Venezuela's military detained a dissident army general on Tuesday who opposes the socialist ideology espoused by President Hugo Chavez, but the officer's attorney said he expects his client to soon be released.
Gen. Angel Vivas Perdomo was being held by military intelligence agents after they detained him while driving near his home in eastern Caracas, said Vivas Perdomo's lawyer, Jose Zaa.
"We hope that he leaves because he shouldn't be facing charges," Zaa told The Associated Press in a telephone interview.
Vivas Perdomo has asked Venezuela's Supreme Court to toss out Chavez's order for troops to salute with the motto: "Fatherland, socialism or death - we will triumph." The general claims the motto is unconstitutional and that it violates the military's apolitical tradition.
Zaa said it was not clear why the general was detained.
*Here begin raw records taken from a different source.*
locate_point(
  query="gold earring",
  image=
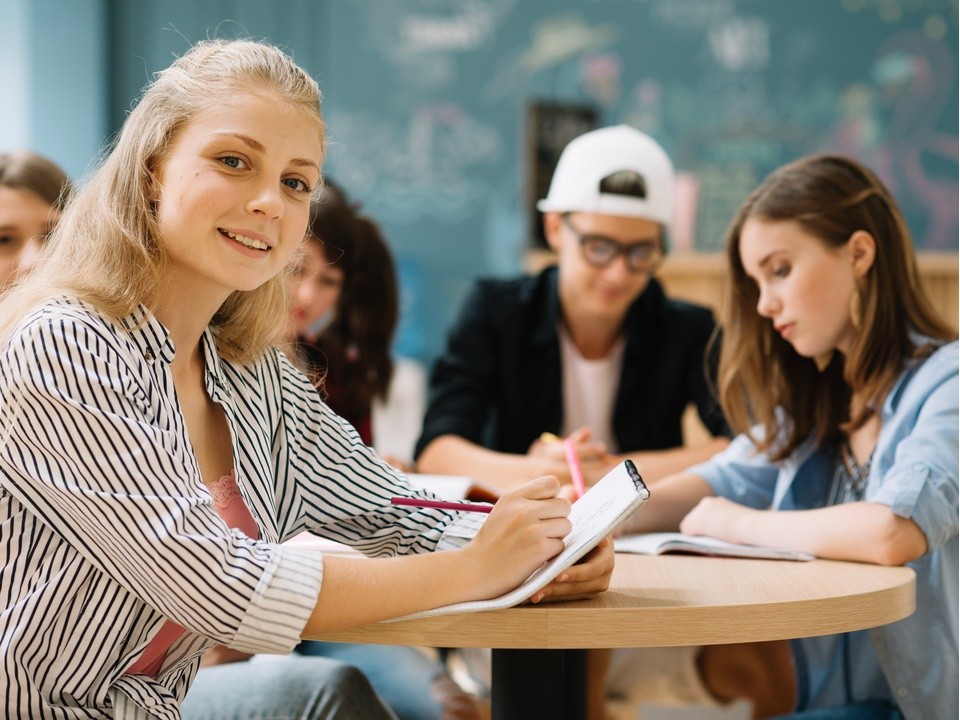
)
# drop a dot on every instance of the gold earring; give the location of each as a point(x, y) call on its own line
point(822, 361)
point(856, 310)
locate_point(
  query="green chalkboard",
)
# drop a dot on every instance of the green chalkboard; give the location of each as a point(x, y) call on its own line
point(427, 99)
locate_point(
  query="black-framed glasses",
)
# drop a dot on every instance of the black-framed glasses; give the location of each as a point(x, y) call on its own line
point(600, 251)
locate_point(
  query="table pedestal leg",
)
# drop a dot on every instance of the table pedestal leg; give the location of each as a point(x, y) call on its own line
point(530, 684)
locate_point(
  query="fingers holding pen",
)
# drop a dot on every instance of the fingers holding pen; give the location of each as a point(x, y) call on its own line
point(525, 529)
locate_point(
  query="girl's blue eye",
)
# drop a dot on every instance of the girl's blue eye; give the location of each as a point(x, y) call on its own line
point(296, 184)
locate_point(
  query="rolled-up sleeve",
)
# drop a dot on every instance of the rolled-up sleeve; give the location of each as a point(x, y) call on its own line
point(741, 474)
point(921, 483)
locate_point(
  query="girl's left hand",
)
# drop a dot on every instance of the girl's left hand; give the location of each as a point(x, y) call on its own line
point(584, 579)
point(717, 517)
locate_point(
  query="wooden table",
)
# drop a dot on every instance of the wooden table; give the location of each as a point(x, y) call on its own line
point(655, 602)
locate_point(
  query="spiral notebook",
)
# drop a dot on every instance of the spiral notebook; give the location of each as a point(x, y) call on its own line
point(616, 497)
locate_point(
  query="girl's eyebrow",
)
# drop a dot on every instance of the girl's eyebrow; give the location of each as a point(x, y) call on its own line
point(259, 147)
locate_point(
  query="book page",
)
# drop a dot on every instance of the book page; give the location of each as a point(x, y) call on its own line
point(659, 543)
point(594, 516)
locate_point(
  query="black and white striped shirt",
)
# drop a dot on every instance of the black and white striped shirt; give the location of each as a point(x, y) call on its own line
point(106, 528)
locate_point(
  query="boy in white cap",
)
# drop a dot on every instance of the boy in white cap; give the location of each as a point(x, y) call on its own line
point(591, 349)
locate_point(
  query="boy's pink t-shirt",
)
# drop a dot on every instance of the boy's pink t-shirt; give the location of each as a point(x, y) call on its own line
point(230, 506)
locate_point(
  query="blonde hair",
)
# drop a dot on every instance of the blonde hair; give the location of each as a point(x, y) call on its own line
point(106, 249)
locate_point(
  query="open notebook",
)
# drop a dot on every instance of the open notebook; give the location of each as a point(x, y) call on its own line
point(594, 516)
point(660, 543)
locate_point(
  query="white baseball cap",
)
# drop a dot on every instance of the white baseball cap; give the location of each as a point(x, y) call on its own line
point(593, 156)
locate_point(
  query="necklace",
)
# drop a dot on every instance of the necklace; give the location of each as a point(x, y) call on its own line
point(854, 475)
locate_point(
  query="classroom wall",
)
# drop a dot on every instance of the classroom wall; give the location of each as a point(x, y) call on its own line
point(53, 56)
point(426, 102)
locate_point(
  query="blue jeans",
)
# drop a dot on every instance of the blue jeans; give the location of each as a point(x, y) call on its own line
point(401, 675)
point(870, 710)
point(271, 687)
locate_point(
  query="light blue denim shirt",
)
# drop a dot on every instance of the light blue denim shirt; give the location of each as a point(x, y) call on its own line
point(914, 471)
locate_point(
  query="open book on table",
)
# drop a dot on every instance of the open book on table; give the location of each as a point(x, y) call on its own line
point(594, 516)
point(660, 543)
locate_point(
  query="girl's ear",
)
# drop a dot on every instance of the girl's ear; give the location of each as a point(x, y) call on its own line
point(552, 229)
point(863, 251)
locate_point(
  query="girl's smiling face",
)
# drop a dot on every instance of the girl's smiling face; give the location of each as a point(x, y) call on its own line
point(233, 195)
point(805, 286)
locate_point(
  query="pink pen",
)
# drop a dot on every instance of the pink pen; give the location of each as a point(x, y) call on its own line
point(442, 504)
point(573, 461)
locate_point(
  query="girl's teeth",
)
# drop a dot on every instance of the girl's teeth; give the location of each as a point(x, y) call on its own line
point(248, 242)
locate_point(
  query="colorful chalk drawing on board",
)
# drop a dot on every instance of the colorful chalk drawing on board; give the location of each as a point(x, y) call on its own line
point(918, 74)
point(421, 40)
point(426, 164)
point(432, 157)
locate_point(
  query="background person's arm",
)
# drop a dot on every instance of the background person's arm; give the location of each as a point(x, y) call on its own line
point(860, 531)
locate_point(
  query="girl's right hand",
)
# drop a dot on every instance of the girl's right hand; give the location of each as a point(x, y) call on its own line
point(525, 529)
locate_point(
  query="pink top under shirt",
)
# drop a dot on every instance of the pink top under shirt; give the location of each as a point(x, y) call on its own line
point(228, 502)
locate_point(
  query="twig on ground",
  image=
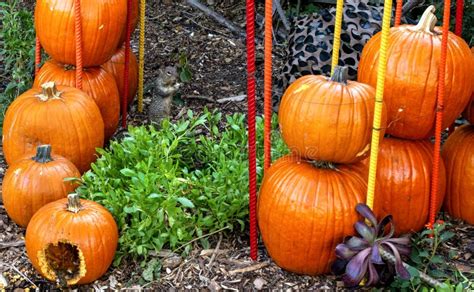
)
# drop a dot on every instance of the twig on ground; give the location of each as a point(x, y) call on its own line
point(249, 268)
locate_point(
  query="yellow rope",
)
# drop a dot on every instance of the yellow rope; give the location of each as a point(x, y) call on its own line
point(374, 149)
point(141, 55)
point(337, 35)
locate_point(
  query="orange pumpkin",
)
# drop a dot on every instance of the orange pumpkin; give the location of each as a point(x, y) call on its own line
point(458, 155)
point(328, 119)
point(64, 117)
point(411, 80)
point(134, 21)
point(97, 83)
point(72, 241)
point(403, 182)
point(102, 25)
point(116, 66)
point(32, 182)
point(304, 211)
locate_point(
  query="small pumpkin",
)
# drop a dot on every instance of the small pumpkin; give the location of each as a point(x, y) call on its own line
point(411, 80)
point(64, 117)
point(71, 241)
point(305, 210)
point(97, 83)
point(328, 119)
point(116, 67)
point(32, 182)
point(458, 155)
point(403, 182)
point(103, 23)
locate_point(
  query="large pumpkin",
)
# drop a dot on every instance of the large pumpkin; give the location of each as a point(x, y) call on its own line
point(32, 182)
point(103, 23)
point(411, 80)
point(328, 119)
point(97, 83)
point(71, 241)
point(304, 211)
point(403, 182)
point(116, 66)
point(134, 21)
point(64, 117)
point(458, 155)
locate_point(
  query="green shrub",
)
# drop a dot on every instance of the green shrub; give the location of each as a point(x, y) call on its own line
point(16, 52)
point(168, 186)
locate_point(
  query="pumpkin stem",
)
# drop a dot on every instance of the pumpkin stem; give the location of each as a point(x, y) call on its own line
point(341, 74)
point(43, 154)
point(73, 203)
point(49, 91)
point(427, 21)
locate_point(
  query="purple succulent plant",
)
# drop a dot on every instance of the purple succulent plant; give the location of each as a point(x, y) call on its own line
point(364, 253)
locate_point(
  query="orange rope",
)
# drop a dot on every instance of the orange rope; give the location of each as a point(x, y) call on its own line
point(267, 89)
point(439, 113)
point(37, 56)
point(398, 12)
point(78, 38)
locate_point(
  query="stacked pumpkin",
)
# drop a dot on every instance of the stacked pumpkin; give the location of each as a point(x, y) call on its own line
point(65, 125)
point(307, 199)
point(406, 158)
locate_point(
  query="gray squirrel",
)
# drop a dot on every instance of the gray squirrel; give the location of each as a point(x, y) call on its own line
point(166, 86)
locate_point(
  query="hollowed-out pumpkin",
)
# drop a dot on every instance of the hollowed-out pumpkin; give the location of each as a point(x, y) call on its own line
point(403, 182)
point(64, 117)
point(458, 155)
point(411, 80)
point(328, 119)
point(305, 210)
point(32, 182)
point(97, 83)
point(103, 23)
point(71, 241)
point(116, 66)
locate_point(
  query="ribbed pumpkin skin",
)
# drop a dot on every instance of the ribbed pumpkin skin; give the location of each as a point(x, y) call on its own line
point(102, 25)
point(92, 229)
point(458, 155)
point(403, 182)
point(116, 67)
point(29, 185)
point(72, 125)
point(97, 83)
point(326, 120)
point(304, 212)
point(411, 79)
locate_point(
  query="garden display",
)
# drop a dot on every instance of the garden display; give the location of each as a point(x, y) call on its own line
point(34, 181)
point(198, 184)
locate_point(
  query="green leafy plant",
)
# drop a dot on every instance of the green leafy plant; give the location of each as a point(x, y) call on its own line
point(17, 39)
point(427, 258)
point(169, 186)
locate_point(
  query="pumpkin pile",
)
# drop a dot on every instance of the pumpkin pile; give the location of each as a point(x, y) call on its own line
point(306, 202)
point(406, 157)
point(51, 133)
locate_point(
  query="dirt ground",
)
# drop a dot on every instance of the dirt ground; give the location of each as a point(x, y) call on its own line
point(217, 61)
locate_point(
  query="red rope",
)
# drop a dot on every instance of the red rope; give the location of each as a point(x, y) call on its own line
point(37, 56)
point(439, 113)
point(459, 17)
point(398, 12)
point(267, 89)
point(78, 38)
point(251, 124)
point(126, 71)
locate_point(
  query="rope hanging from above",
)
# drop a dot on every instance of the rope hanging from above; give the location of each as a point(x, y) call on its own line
point(250, 12)
point(382, 68)
point(439, 114)
point(141, 55)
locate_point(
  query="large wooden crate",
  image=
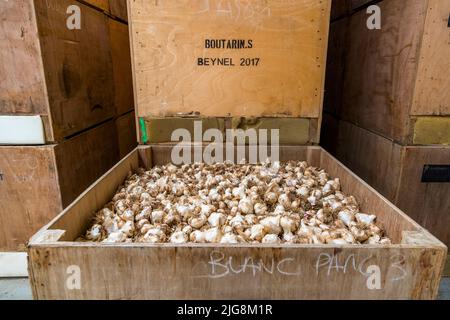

Hours earlier on Tuesday, Vivas Perdomo told reporters that the Cuban-inspired slogan used by Chavez should be replaced with a historic statement once made by 19th-century independence hero Francisco de Miranda: "Death to tyranny, long live freedom!"
The 51-year-old general has said he turned to the Supreme Court after exhausting all avenues of internal appeal - including a request to Defense Minister Gen. Gustavo Rangel Briceno for the slogan to be eliminated.
He was engineering director at the Defense Ministry until January 2007, when he asked to leave after complaining to his superiors that Chavez was imposing the socialist motto. He plans to retire in July.
Chavez - a former paratroop commander - has recently warned that his opponents are attempting to stir up discontent in the barracks. But the socialist leader says the military is prepared to defeat a possible coup attempt.
Vivas Perdomo denies trying to spur a rebellion within the armed forces.
Chavez survived a short-lived military rebellion in 2002.